There’s been a lot going around about +Indie+‘s interview with +James Desborough.  As a privileged, middle class, white male of a certain age (too young to be old, too old to be young) I’ve only started to seriously consider and think about issues regarding diversity, sexism and even racism in the past couple of years. And I consider myself a progressive, inclusive person.

As a relative newcomer/outsider to these debates I went back and looked at the history between Desborough and – well, the Internet. I got a good start with this blog post by Jon Kim. After looking over his links I came to much the same conclusion as Jon did (at least regarding the controversy he was writing about). Then I brought myself current on the Indie+ interview and the current responses.

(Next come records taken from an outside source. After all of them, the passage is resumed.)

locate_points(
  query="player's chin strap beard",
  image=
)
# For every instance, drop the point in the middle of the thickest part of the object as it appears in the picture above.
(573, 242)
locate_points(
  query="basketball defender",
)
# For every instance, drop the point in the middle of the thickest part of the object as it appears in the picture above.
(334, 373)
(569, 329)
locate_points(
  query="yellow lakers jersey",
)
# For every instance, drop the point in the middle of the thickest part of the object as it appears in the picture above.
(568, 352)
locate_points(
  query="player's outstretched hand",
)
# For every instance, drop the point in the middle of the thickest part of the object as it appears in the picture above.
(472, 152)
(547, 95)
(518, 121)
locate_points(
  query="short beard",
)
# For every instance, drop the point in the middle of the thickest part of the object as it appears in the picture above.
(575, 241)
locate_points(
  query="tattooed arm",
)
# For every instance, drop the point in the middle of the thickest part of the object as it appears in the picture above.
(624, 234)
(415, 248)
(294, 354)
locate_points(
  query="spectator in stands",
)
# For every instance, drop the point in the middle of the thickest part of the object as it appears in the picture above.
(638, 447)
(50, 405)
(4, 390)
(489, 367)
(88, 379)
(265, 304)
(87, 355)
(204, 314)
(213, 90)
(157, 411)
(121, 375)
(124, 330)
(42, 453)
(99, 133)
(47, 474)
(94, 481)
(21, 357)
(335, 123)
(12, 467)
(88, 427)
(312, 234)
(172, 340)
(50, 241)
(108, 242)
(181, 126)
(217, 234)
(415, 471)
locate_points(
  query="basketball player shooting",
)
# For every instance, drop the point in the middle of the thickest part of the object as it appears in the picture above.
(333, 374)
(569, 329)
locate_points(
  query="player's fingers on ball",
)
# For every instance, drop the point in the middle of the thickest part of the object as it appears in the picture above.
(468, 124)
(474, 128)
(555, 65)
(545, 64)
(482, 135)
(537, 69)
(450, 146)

I’m going to go out on a limb here and say that I feel Desborough’s perspective is reasonable to a degree, consistent and he is very articulate. I don’t agree with everything he has to say. I think coming from the position of having been the subject of a lot of vitriol, his experience is relevant and important to understand. I feel there is a portion of his body of work that is in bad taste, and might be offensive to some (particularly women). I do agree with him in that individuals are responsible for the harassment that occurs at conventions. I’ve seen it first hand. I don’t agree that it is only the individuals – there is definitely a “culture” that at some level tolerates odious behavior among its members. Hell, 20 years ago I went with a large mixed gender group to Gateway in L.A. We came up with our own safety guidelines for the women (some of whom were not yet 18) in the group because we were already aware of how women were treated at cons. I would like to assume it has gotten better since then, for whatever measure of “better”. I disagree that harassment policies are not needed. Just like the argument, “Nobody needs a firearm, they can just call the police” is ridiculous, the contention that there is no need for a policy because of the ability to call law enforcement is ridiculous for the same reason. I do agree that any policy needs to be vetted and carefully constructed in order to prevent abuse. I apologize if any of this disappoints any of a number of people whom I respect that take opposing viewpoints.

But where I’m going to start to lose respect for people, and one of the reasons for this post, is that the level of vitriol, mischaracterization, outright twisting of words and blatant disrespect I’ve seen – present and past -is shameful. It’s on both sides, typically not the principals at the center of the debates, but I see a lot more of it from people who are “anti-Desborough” than pro. It’s disheartening to say the least.

That’s pretty much all I have to say on the matter. Any further discussion is, as always, welcome in the comments.